I was pleasantly surprised watching this comedy for a number of reasons. First, it was not as low budget and amateurish as I expected. It was actually a quite respectable B movie with make-up, sets, stunts and camera-work that matched the level of W.C. Fields and Laurel and Hardy features of the time.Second, Buster Keaton's short role prefigured the third banana roles he would play in the American International Beach Movies of the 1960's.
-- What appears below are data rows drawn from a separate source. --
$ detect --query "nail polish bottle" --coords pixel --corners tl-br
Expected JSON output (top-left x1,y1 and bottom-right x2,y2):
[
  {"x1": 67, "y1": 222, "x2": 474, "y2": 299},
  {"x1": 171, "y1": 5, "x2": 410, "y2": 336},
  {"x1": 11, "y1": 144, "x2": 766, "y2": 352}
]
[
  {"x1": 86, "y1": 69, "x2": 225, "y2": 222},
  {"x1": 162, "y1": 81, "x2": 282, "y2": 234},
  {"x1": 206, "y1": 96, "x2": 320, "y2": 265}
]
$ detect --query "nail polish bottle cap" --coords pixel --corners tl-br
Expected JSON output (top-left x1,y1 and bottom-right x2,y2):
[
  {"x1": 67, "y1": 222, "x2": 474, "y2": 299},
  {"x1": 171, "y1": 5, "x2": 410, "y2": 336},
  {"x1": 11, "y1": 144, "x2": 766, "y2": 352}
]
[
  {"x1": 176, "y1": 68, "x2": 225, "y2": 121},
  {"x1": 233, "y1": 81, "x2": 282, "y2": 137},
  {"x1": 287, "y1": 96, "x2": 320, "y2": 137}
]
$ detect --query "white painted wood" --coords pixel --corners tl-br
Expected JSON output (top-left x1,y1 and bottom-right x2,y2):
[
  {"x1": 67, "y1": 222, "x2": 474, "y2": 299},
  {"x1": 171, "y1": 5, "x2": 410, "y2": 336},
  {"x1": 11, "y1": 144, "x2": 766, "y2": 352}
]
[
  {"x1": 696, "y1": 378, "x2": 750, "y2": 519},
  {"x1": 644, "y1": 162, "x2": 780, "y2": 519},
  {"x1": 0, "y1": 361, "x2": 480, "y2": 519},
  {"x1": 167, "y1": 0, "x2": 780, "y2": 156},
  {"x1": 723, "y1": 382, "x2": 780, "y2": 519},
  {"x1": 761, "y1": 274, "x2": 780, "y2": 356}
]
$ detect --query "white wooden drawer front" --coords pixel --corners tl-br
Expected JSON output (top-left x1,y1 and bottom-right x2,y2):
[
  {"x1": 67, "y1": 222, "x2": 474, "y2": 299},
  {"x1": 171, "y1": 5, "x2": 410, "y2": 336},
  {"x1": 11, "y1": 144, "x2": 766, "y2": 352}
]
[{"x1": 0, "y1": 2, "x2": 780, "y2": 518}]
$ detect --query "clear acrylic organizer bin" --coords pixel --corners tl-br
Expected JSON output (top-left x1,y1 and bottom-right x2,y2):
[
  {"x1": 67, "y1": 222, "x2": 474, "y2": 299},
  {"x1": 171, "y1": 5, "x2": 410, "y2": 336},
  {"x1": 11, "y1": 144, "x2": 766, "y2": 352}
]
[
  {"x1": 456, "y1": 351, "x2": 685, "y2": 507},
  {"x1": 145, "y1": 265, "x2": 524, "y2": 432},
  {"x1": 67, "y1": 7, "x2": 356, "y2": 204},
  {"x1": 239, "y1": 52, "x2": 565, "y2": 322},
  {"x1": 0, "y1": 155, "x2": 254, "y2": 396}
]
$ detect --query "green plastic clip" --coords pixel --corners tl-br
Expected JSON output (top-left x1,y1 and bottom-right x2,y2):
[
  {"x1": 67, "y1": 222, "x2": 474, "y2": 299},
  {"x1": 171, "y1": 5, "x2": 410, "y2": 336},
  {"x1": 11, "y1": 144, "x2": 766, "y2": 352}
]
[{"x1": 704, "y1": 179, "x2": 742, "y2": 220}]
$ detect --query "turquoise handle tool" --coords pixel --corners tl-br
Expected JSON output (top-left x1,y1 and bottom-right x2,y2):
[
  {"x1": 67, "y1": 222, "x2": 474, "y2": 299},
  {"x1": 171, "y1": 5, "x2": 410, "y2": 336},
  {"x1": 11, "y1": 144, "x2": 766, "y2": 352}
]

His on-screen time is less than five minutes, still, I suspect he had a lot more to do with the production of the movie than his bit part would indicate. The gags have a Keatonesque quality. For example the ending scenes of the women chasing men are reminiscent of the ending scenes in his "Seven Chances." The world of Dogpatch has a self contained, parody of the intellectual world quality, as does many of the comedic worlds created by Keaton (See his "Three Ages" for example.The humor in the movie foreshadows the hillbilly humor of the 1960's television series, "The Beverly Hillbillies." A recent Lucille Ball biog movie suggested that Keaton had played a major part in the success of the 1950's television series "I Love Lucy." If Keaton did play a role in designing some of the gags in this movie, one might suggest that Keaton was in some sense responsible for a great deal of the successful comedies of the 1950's and 1960's.On the other hand, the producers might have hired them only because they liked his silent film work and he might not have had any input to the film other than his two or three days on set in his bit part. I wonder if anybody else has any information about the role Keaton played in this still charming movie.